Le cadre de l'hôtel a toutes les caractéristiques de ces lieux où, dans les romans anciens tels que l'"Heptaméron" de Marguerite de Navarre, une poignée de personnages sont coincés par les circonstances ou la météo et se racontent des histoires - une ressemblance accentuée par le double isolement de l'hôtel, placé à la campagne et battu par une tempête destructrice. Dans "Croix de bois, croix de fer", vu à travers un homme qui ne se sent jamais à sa place dans ces lieux, l'endroit s'avère rapidement étouffant, et l'auteur excelle à dégager cette atmosphère. Elle résulte de l'interaction entre des personnages confits dans une foi hypocrite et complaisante, une attitude qu'on retrouve d'une certaine manière dans les portraits de missionnaires, volontiers paternalistes ou monomaniaques, qui émaillent le récit.
Relatés de manière chronologique, les épisodes du passé familial du narrateur constituent une respiration dans le récit, une manière de voir autre chose que les Alpes divines et écrasantes. Mais l'auteur ne laisse pas le lecteur s'en tirer à si bon compte: l'ambiance familiale est également étouffante, et c'est dans la transgression vécue par le narrateur qu'enfin, par bouffées éparses, le lecteur respire: séances de cinéma où l'on visionne "Police Academy II", cigarettes fumées en cachette, émancipation, puis formation professionnelle éloignée de ce que les parents, eux-mêmes anciens missionnaires, avaient prévu. Cette narration d'un destin familial caractérisé par une fusion difficile (ce que l'auteur illustre par la difficulté à trouver une photo où toute la famille est réunie) est aussi celle de l'éloignement de deux êtres, deux frères, que le sang aurait pu rapprocher.

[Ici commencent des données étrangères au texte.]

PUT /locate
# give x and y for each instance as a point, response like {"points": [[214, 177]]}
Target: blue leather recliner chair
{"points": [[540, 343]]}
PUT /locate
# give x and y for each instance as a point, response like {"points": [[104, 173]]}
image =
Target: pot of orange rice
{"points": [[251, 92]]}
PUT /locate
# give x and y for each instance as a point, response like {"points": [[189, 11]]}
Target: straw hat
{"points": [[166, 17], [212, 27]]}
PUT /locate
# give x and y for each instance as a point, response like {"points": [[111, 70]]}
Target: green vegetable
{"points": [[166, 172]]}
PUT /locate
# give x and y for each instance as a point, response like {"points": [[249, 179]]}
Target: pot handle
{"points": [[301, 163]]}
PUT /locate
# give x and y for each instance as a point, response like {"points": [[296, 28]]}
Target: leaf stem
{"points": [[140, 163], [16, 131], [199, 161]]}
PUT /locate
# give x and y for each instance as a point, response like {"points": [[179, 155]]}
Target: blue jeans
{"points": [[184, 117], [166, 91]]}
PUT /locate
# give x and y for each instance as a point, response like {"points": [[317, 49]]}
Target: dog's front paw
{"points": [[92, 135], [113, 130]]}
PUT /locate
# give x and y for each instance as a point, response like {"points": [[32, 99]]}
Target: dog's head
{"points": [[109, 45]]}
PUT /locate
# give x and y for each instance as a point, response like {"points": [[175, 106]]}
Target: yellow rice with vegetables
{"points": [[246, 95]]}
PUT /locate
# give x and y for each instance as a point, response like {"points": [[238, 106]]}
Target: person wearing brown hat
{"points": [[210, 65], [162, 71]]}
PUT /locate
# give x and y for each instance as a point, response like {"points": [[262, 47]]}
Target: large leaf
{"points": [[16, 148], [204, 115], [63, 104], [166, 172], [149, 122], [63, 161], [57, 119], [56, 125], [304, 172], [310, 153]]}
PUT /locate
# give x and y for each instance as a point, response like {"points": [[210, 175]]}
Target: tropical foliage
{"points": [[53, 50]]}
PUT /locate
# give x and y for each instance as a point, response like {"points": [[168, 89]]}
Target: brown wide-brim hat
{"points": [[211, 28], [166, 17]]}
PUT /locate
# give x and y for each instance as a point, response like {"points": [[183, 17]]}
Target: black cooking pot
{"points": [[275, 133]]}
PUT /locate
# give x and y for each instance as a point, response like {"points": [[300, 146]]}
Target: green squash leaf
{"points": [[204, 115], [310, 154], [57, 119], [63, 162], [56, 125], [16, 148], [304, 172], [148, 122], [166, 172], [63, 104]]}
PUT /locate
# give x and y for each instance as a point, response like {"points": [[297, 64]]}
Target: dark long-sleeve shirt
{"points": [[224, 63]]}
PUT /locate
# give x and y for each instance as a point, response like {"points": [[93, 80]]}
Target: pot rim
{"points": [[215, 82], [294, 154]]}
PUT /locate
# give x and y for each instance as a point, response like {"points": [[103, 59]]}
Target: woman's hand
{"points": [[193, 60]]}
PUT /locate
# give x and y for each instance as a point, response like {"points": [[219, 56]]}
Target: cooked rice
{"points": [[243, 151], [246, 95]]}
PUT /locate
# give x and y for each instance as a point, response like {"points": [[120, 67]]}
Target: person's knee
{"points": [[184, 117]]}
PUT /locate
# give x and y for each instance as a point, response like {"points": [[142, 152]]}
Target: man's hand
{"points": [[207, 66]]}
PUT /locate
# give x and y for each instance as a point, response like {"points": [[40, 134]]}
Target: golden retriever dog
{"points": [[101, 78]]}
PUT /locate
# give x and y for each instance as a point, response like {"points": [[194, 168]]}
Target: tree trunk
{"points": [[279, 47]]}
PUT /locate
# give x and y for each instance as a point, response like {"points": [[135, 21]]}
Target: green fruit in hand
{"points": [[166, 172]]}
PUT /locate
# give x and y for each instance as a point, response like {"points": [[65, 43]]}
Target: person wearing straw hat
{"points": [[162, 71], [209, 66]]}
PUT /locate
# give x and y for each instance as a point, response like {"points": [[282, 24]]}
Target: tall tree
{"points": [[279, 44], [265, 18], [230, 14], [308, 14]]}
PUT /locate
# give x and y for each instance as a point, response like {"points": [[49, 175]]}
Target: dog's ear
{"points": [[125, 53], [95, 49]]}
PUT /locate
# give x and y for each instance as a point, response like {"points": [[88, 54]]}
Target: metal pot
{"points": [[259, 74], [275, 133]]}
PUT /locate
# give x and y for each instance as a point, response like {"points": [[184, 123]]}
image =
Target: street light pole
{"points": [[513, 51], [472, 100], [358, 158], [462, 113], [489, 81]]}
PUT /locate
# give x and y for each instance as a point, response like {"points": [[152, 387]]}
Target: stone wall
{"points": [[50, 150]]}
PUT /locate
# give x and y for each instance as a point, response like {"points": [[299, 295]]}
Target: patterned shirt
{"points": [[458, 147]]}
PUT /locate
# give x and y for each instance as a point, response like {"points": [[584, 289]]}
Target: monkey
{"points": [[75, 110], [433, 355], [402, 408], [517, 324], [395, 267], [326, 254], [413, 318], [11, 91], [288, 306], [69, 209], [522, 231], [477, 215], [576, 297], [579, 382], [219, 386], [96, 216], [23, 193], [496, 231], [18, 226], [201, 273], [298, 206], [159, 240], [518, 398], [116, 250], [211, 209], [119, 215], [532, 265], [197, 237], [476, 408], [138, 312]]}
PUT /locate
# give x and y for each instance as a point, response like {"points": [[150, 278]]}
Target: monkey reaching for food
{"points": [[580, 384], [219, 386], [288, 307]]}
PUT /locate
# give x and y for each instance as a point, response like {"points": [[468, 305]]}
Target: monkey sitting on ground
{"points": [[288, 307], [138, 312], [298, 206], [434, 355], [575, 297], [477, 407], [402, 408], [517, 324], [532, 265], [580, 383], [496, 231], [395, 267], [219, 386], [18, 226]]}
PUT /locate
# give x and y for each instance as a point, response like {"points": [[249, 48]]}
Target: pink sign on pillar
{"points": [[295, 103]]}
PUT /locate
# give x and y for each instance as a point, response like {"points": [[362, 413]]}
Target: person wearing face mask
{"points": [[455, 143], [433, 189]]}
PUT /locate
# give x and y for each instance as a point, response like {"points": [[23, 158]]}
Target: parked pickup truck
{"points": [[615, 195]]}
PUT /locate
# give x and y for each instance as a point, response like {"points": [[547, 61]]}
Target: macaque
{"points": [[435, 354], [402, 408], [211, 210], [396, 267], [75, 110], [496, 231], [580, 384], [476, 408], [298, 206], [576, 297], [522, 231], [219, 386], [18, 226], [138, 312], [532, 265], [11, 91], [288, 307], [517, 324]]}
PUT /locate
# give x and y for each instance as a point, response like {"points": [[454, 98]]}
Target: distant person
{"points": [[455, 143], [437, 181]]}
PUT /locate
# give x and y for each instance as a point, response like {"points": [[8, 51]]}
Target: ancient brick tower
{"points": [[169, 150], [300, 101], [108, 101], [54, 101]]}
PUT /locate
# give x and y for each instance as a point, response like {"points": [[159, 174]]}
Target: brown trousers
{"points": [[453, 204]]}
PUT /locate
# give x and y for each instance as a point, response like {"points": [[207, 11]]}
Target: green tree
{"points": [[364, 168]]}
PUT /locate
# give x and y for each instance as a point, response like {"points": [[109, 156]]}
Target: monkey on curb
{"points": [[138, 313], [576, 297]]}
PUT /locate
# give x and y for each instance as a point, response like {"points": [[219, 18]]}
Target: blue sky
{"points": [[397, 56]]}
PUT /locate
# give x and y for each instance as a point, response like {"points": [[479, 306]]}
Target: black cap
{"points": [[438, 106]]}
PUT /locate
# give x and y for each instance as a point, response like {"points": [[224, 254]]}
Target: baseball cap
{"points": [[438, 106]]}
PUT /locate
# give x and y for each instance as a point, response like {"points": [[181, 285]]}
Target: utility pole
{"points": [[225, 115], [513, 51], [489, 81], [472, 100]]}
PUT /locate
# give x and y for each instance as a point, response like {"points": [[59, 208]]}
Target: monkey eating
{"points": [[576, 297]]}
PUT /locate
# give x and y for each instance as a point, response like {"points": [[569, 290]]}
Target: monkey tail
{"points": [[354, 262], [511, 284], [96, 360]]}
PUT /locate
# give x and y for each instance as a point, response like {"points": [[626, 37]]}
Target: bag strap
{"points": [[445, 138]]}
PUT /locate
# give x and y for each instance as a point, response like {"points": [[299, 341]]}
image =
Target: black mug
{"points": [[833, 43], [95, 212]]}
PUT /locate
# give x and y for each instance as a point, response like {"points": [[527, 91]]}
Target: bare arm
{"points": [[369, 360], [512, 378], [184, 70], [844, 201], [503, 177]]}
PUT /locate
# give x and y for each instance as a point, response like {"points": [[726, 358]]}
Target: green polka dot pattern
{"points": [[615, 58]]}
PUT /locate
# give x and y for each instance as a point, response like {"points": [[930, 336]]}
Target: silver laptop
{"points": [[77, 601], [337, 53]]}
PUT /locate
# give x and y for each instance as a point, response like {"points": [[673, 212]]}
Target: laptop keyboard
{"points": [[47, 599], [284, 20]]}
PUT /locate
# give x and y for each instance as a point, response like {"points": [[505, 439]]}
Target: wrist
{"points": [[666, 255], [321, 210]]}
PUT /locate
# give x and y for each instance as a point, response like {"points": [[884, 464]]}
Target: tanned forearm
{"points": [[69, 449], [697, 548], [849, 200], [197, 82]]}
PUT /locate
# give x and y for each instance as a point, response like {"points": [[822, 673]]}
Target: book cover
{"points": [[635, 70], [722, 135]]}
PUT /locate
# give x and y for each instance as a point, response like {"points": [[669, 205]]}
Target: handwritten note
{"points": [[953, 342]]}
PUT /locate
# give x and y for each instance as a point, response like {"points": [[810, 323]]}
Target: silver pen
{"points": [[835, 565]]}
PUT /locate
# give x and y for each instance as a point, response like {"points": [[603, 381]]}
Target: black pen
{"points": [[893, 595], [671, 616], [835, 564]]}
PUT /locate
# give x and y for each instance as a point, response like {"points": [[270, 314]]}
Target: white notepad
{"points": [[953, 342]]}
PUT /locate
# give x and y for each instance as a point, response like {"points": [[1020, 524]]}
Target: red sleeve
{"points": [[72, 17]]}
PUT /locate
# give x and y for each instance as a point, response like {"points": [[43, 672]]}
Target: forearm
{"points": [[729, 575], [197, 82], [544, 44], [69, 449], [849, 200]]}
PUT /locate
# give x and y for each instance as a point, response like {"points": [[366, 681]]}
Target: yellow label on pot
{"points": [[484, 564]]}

Après "Malenfance" et "Les temps ébréchés", romans à forte charge poétique, Thomas Sandoz étonne en proposant un roman bien ancré dans le réel, qui creuse l'ambiance d'un congrès où, soudain, s'est introduit un grain de sable: le narrateur. Complaisance ou franchise, quelle sera sa position en fin de récit, lorsqu'il sera invité à s'exprimer et à s'engager? La note finale s'avère ouverte, suggérant que le narrateur a choisi de tourner une page, même si l'acte a été douloureux: en somme, la vie peut commencer une fois tournée la dernière page du roman.
Thomas Sandoz, Croix de bois, croix de fer, Paris, Grasset, 2016.